World Test Championship is the ICC’s attempt to give additional context to bilateral test cricket, in an era that has been overtaken by franchise sports. Participation is limited to the top nine teams in a given cycle, ensuring that every Test carries significance. The final is meant to be the apex of the format, analogous to the World Cup finals in both one-day international and T20 cricket.
South Africa’s victory over Australia in the WTC final at Lord’s on Saturday ended years of tournament heartache for the Proteas. The result also reaffirmed the value of red-ball cricket and the need to preserve it as an integral part of the sport.
Nevertheless, the competition is flawed in various ways. For starters, it seems rankly unfair that two of the three showpiece finals have been won by teams outside cricket’s supposedly Big Three powerhouses. This undermines the credibility of the WTC Final as a showdown between supposedly the world’s best teams.

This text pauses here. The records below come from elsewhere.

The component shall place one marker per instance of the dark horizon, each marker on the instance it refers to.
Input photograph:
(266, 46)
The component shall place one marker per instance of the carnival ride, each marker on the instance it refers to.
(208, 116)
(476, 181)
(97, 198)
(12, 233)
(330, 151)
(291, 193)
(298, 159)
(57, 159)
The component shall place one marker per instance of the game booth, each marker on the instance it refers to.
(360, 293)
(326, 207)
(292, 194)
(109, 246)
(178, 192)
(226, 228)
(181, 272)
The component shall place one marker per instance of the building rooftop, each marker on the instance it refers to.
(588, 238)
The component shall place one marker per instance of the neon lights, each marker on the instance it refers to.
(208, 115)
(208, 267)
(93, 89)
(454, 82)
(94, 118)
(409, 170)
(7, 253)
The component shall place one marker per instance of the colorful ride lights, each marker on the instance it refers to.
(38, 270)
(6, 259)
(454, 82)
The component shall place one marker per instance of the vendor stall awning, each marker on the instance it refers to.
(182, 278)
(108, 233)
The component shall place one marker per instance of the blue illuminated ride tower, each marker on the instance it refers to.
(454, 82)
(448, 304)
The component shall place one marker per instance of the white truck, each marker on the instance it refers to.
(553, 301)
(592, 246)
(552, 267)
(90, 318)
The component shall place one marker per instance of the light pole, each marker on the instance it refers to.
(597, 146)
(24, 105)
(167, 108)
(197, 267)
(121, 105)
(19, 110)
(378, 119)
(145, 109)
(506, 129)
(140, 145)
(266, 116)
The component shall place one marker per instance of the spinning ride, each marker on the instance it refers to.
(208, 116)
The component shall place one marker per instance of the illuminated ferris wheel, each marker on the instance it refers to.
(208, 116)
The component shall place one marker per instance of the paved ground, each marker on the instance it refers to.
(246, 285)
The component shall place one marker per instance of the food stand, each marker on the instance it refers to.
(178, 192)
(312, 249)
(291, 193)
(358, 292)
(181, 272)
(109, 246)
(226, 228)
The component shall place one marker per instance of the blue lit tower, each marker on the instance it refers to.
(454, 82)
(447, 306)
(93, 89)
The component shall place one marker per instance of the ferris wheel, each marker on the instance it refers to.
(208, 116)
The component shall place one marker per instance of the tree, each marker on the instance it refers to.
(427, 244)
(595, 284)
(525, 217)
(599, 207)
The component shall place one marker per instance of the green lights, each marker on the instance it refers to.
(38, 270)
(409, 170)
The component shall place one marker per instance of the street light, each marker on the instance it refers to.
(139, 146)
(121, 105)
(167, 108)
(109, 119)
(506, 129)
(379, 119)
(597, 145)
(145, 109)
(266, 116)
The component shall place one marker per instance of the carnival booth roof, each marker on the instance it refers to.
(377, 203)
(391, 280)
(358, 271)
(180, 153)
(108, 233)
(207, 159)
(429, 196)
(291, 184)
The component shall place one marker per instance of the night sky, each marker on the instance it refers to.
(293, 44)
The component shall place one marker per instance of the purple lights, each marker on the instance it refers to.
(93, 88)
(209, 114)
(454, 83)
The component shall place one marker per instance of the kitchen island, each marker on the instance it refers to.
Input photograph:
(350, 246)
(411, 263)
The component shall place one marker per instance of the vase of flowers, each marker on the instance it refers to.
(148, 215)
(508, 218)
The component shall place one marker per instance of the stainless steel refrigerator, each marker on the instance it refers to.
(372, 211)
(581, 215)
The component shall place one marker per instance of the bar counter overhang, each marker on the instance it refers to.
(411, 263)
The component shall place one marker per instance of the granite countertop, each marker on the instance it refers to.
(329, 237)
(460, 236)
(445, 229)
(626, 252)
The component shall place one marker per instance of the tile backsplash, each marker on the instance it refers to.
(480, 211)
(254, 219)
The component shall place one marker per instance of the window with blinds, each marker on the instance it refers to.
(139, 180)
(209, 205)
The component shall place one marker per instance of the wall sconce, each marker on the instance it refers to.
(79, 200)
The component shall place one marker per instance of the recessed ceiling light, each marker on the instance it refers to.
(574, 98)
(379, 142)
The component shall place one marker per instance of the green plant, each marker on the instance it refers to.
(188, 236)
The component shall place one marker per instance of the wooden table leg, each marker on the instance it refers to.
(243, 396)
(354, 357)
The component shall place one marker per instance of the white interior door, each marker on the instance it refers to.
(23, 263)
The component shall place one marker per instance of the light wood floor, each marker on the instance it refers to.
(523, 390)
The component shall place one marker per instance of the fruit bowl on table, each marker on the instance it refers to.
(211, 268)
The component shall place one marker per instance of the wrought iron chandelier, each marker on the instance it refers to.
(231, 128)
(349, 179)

Moreover, the ICC’s current qualification system for the WTC is too complicated. Australia, England and India each play five-Test series against each other, which are high-quality, exciting and lucrative but can be tiring for smaller teams that must also play other richer nations. The WTC final is thus a rare moment in which these nations can face each other without the distraction of lesser opposition. A better solution is a two-division model, proposed by Australia’s CA and supported by the ECB.